Quand Sullivan est revenu, sa fiancée l’a quitté. Sullivan fait la fête malgré tout, mais il se réveille souvent la nuit. Il a peur du noir. Il a besoin d’allumer la lumière. Il ne sait pas pourquoi le sommeil l’a quitté. L’armée lui a parlé des troubles post-traumatiques. Il ne sait pas trop, mais il a va aller voir un psychothérapeute parce qu’on lui a dit que ça pourrait lui faire du bien. 

Sullivan ne doute pas de quelque chose : de son goût pour une société où l’on honore l’héritage des anciens et où l’on honore ce qu’ils ont fait de bien. Et lui, dont la France a été le combat, il sent bien que le combat qu’on mène en Ukraine, ce n’est pas le nôtre. 

“Je suis un intuitif”, dit-il. “Et là, je sens bien que l’Ukraine, ce n’est pas notre combat. On ne fait pas la guerre pour nous là-bas, mais pour autre chose. Je ne sais pas quoi, mais pour autre chose. “

Il n’y a pas de haine chez Sullivan, ni d’idéologie, ni de dogme. Il y a des intuitions guidées par la liberté de conscience et le sens sincère du bien. Ce qu’on appelait à une époque la foi du charbonnier. 

Obéissance de la caste et liberté du peuple

Je ne pouvais évidemment m’empêcher de confronter ici les deux images extrêmes, et extraordinairement contradictoires, d’une caste imbue d’elle-même, hypnotisée, dépersonnalisée, qui ne “sent” rien et s’imagine connaître la réalité, sans jamais chercher à la comprendre, face à un peuple ordinaire resté extraordinairement libre et sincère, à la recherche de sa vérité dans une dense forêt de propagande officielle. 

Il est beau ce peuple qui s’appuie sur ses intuitions, il est grand, il est prometteur.

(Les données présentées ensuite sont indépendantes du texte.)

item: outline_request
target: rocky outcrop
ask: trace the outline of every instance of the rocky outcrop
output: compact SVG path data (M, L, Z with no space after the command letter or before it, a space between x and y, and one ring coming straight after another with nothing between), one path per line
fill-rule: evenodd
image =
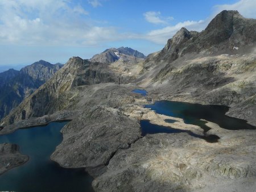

C’est sur lui que nous devons nous appuyer pour combattre la fausse monnaie de la caste, qui prétend que les vessies sont en réalité des lanternes. 

“Les masses françaises sont analphabètes”, disait Zemmour récemment. Je voudrais terminer ce reportage par un éloge de l’analphabétisme et de l’illettrisme. Pour être intelligent, je crois bien qu’il ne faut savoir ni lire ni écrire. L’éducation, parce qu’elle est le lieu de l’hégémonie propagandiste, est un obstacle, au fond, pour réussir notre rapport au monde, aux choses, et à la vérité. 

Bon voilà, en fait, les cons ne sont pas ceux qu’on croit.